Comment by nobodywillobsrv
2 days ago
Softmax’s exponential comes from counting occupation states. Maximize the ways to arrange things with logits as energies, and you get exp(logits) over a partition function, pure Boltzmann style. It’s optimal because it’s how probability naturally piles up.
I personally don’t think much of the maximum entropy principle. If you look at the axioms that inform it, they don’t really seem obviously correct. Further, the usual qualitative argument is only right in a certain lens: namely they say choosing anything else would require you to make more assumptions about your distribution than is required. Yet it’s easy to find examples where the max entropy solution suppresses some states more than is necessary etc., which to me contradicts that qualitative argument.
right and it should be totally obvious that we would choose an energy function from statistical mechanics to train our hotdog-or-not classifier
No need to introduce the concept of energy. It's a "natural" probability measure on any space where the outcomes have some weight. In particular, it's the measure that maximizes entropy while fixing the average weight. Of course it's contentious if this is really "natural," and what that even means. Some hardcore proponents like Jaynes argue along the lines of epistemic humility but for applications it really just boils down to it being a simple and effective choice.
In statistical mechanics, fixing the average weight has significance, since the average weight i.e. average energy determines the total energy of a large collection of identical systems, and hence is macroscopically observable.
But in machine learning, it has no significance at all. In particular, to fix the average weight, you need to vary the temperature depending on the individual weights, but machine learning practicioners typically fix the temperature instead, so that the average weight varies wildly.

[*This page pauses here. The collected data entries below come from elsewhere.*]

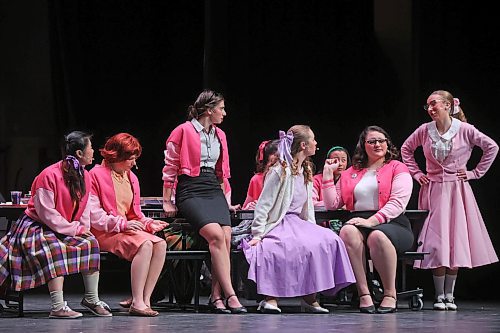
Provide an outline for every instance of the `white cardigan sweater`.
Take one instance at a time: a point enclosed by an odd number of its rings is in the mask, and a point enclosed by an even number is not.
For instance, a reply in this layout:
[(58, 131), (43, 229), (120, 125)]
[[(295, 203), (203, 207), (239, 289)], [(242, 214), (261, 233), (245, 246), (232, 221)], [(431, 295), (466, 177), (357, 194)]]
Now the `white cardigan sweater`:
[[(264, 188), (257, 201), (252, 222), (252, 235), (255, 239), (262, 239), (269, 231), (283, 219), (292, 203), (294, 180), (290, 167), (286, 167), (282, 179), (283, 167), (277, 163), (269, 169), (264, 180)], [(314, 206), (312, 202), (313, 183), (307, 182), (307, 201), (302, 207), (299, 217), (316, 224)]]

So softmax weights (logits) are just one particular way to parameterize a categorical distribution, and there's nothing precluding another parameterization from working just as well or better.
1 reply →
The connection isn't immediately obvious, but it's simply because solving for the maximum entry distribution that achieves a given expectation value produces the Botlzmann distribution. In stat mech, our "classifier" over (micro-)states is energy; in A.I. the classifier is labels.
For details, the keyword is Lagrange multiplier [0]. The specific application here is maximizing f as the entropy with the constraint g the expectation value.
If you're like me at all, the above will be a nice short rabbit hole to go down!
[0]:https://tutorial.math.lamar.edu/classes/calciii/lagrangemult...
The way that energy comes in is that you have a fixed (conserved) amount of it and you have to portion it out among your states. There's nothing inherently energy-related about, it just happens that we often want to look energy distributions and lots of physical systems distribute energy this way (because it's the energy distribution with maximal entropy given the constraints).
(After I wrote this I saw the sibling comment from xelxebar which is a better way of saying the same thing.)